Significantly, God deliberately chooses not to review the human
world.
While his descriptions are extensive and often beautiful, they are
entirely irrelevant to question at hand- God’s moral activity in the
creation of evil in the human world. At first glance, the whirlwind appears
to be nothing more than a windbag. God goes round and round the world
missing the moral point at every turn.
God seems to be making only one point. Job is
ignorant and should be every mindful of his created status in challenging
God. God
hammers home that point time and time again- thirty five times in
all.
“Who is this that darkens counsel by word without knowledge?” (Job
38:1)
“Declare to me” (Job 38:3) “Where were you?” (Job 38:4) “Who
determined” (Job 38:5) “Have you” (Job 38:12) “Have you”
(Job 38:16)
“Have you” (Job 38:17) “Have you” (Job 38:18) “Declare, if
you know all this” (Job 38:18) “Where is the way” (Job 38:19) “Surely you
know” (Job 38:21) “Have you” (Job 38:22) “What is the
way” (Job 38:24) “Who has” (Job 38:25) “Can you”
(Job 38:21) “Can you” (Job 38:32) “Do you know” (Job 38:33) “Can you”
(Job 38:33)
“Can you” (Job 38:34) “Can you” (Job 38:35) “’Who has”
(Job 38:36)
“Can you” (Job 38:39) “Do you know” (Job 39:1) “Do you
observe”
(Job 39:1) “Can you” (Job 39:2) “Who has”
(Job 39:1)
“Who has” (Job 39:1) “Can you” (Job 39:10) “Will you”
(Job 39:11)
“Do you” (Job 39:12) “Do you” (Job 39:19) “Do you” (Job
39:19)
“Do you” (Job 39:20) “Is it” (Job 39:26) “Is it” (Job
27) Yet
God’s point is of limited worth. Job has never claimed omniscience. And Job has never questioned God’s sovereignty.
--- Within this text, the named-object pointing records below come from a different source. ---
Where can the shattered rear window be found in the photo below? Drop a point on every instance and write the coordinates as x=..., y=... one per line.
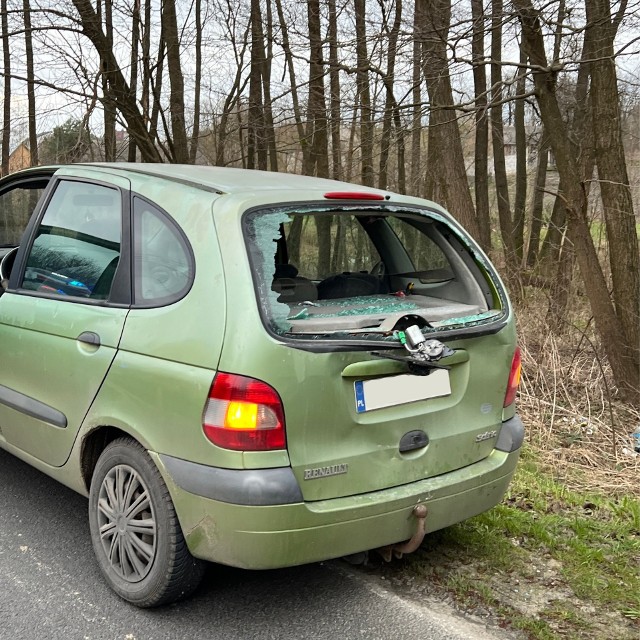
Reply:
x=366, y=273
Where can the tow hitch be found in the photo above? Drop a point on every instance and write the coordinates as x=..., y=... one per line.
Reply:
x=399, y=549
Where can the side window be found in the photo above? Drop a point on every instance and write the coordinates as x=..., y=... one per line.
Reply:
x=321, y=245
x=16, y=206
x=424, y=253
x=77, y=245
x=163, y=266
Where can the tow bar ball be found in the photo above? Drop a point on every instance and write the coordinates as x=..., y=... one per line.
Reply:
x=398, y=550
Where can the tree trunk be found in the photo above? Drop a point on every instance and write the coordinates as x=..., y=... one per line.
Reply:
x=364, y=94
x=288, y=55
x=107, y=89
x=195, y=131
x=121, y=91
x=31, y=98
x=624, y=258
x=385, y=142
x=133, y=76
x=270, y=134
x=6, y=111
x=178, y=142
x=416, y=109
x=256, y=147
x=611, y=330
x=481, y=152
x=520, y=201
x=334, y=87
x=537, y=201
x=318, y=159
x=497, y=139
x=442, y=116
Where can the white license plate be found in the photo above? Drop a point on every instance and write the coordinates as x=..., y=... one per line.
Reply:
x=393, y=390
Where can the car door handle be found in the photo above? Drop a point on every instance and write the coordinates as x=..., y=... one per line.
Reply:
x=89, y=337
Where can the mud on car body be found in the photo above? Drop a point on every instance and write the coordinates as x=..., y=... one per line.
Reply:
x=255, y=369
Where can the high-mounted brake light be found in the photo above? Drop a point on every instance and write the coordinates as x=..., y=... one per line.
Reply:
x=514, y=378
x=243, y=414
x=353, y=195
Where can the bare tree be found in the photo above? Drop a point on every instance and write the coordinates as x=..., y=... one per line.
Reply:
x=443, y=124
x=481, y=152
x=619, y=351
x=31, y=96
x=6, y=112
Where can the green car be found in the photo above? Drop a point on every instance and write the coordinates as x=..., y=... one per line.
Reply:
x=255, y=369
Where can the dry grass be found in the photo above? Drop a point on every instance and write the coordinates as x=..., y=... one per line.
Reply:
x=578, y=427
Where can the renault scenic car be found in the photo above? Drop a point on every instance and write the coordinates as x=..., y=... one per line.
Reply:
x=249, y=368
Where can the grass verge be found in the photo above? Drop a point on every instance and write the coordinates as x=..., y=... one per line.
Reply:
x=560, y=556
x=549, y=561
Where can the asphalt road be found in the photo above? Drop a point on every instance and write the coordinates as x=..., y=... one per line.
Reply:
x=50, y=588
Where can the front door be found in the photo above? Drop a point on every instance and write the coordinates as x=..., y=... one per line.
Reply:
x=60, y=321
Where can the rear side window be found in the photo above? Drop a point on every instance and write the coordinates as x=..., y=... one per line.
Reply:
x=163, y=265
x=77, y=245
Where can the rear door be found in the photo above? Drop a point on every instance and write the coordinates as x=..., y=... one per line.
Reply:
x=62, y=317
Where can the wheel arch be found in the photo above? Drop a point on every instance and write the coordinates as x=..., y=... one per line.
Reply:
x=94, y=443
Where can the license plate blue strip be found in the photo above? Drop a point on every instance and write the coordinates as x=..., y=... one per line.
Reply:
x=361, y=407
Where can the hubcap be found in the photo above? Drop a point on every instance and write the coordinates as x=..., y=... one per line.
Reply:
x=127, y=523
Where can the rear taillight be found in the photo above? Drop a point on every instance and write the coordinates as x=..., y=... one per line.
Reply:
x=243, y=414
x=514, y=378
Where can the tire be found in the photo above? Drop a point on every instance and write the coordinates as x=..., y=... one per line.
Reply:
x=142, y=555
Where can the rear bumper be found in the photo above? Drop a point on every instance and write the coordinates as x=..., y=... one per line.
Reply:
x=267, y=537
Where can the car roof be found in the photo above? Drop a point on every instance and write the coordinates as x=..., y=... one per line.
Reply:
x=231, y=180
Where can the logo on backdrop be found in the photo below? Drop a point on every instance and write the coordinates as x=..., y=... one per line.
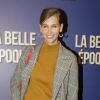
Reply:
x=14, y=39
x=89, y=48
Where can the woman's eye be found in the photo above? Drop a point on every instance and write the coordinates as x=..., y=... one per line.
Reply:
x=44, y=26
x=54, y=26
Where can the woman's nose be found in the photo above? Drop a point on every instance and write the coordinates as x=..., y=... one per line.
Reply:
x=49, y=30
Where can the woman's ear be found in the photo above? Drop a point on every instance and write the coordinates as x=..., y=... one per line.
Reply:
x=61, y=28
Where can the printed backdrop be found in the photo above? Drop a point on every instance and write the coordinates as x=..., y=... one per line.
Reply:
x=19, y=21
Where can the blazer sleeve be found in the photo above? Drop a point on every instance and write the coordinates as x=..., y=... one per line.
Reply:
x=73, y=81
x=15, y=79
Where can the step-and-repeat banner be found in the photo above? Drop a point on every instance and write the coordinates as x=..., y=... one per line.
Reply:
x=19, y=27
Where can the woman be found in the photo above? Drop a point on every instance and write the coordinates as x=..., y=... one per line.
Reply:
x=48, y=71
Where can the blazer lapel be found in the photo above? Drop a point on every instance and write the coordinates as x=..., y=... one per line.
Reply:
x=61, y=70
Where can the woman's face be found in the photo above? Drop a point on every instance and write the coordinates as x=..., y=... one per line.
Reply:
x=50, y=29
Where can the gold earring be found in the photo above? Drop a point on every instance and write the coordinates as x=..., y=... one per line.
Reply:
x=61, y=35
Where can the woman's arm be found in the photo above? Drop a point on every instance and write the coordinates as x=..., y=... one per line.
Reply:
x=15, y=80
x=73, y=81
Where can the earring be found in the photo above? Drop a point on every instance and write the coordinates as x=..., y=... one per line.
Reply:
x=60, y=35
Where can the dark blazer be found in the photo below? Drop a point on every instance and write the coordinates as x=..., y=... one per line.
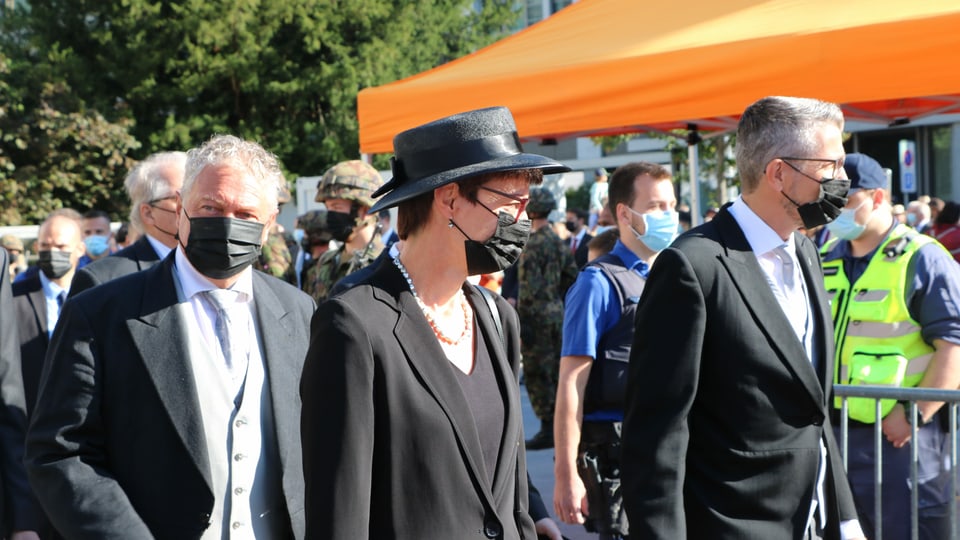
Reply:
x=138, y=256
x=724, y=412
x=31, y=307
x=17, y=508
x=582, y=253
x=390, y=446
x=116, y=446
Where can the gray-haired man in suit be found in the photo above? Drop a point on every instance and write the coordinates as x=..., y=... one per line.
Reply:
x=167, y=406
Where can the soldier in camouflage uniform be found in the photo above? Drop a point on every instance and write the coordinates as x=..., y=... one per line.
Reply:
x=275, y=258
x=546, y=271
x=345, y=189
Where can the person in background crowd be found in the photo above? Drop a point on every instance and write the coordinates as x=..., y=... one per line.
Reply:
x=19, y=517
x=388, y=234
x=579, y=237
x=899, y=213
x=165, y=408
x=598, y=196
x=918, y=216
x=152, y=187
x=14, y=247
x=896, y=307
x=597, y=331
x=947, y=230
x=602, y=244
x=411, y=410
x=546, y=271
x=727, y=433
x=345, y=191
x=96, y=235
x=275, y=258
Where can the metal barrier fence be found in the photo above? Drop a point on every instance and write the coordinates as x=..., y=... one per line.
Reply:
x=911, y=395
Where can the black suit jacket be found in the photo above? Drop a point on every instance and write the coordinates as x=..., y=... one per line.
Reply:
x=116, y=447
x=31, y=307
x=582, y=254
x=724, y=413
x=17, y=508
x=390, y=446
x=138, y=256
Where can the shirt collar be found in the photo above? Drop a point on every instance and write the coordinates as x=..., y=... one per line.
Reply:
x=193, y=282
x=629, y=258
x=761, y=237
x=160, y=248
x=50, y=289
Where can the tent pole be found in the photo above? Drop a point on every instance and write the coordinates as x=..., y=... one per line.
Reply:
x=693, y=166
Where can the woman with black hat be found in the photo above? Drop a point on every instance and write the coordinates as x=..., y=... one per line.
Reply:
x=411, y=420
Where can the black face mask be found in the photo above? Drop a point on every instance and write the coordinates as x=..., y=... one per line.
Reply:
x=54, y=264
x=501, y=250
x=826, y=208
x=341, y=224
x=220, y=247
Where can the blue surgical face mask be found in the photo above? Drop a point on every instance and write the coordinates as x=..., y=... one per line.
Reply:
x=846, y=226
x=661, y=227
x=97, y=244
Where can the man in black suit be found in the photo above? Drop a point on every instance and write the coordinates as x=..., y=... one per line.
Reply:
x=167, y=405
x=576, y=223
x=17, y=509
x=727, y=432
x=39, y=298
x=152, y=187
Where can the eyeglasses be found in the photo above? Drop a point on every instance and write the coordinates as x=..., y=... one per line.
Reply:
x=521, y=201
x=837, y=164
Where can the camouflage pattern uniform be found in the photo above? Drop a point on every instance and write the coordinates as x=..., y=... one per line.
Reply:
x=353, y=181
x=333, y=266
x=546, y=271
x=275, y=258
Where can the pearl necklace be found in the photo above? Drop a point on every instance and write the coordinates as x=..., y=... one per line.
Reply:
x=427, y=312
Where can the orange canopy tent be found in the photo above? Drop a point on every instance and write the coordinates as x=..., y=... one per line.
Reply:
x=616, y=66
In his Oath of Innocence, Job has testified that God
is the author of undeserved evil in the world and that human beings have a
right to know the reason why. Those are the issues. God’s defence
might legitimately include a cross-examination of the plaintiff Job. But God is
brow-beating the witness Job on a point that is irrelevant to the question
at hand.
In the entire Bible, this first speech is the longest speech
God ever gives.
It leaves Job and many a reader wondering what is God up to here
and in the world.
On the terms of his own trial with Satan, God cannot give direct
answers.
Somehow whatever answer God does give is tied to the created status
of men and women. Job certainly does not know what has
happened in heaven. And God cannot tell him without
defeating the very purpose of creation. God has to be harsh and evasive with
Job. God
cannot appear loving, lest Job find in kind words a reason to love
God. If
this is love, then it is the toughest love possible.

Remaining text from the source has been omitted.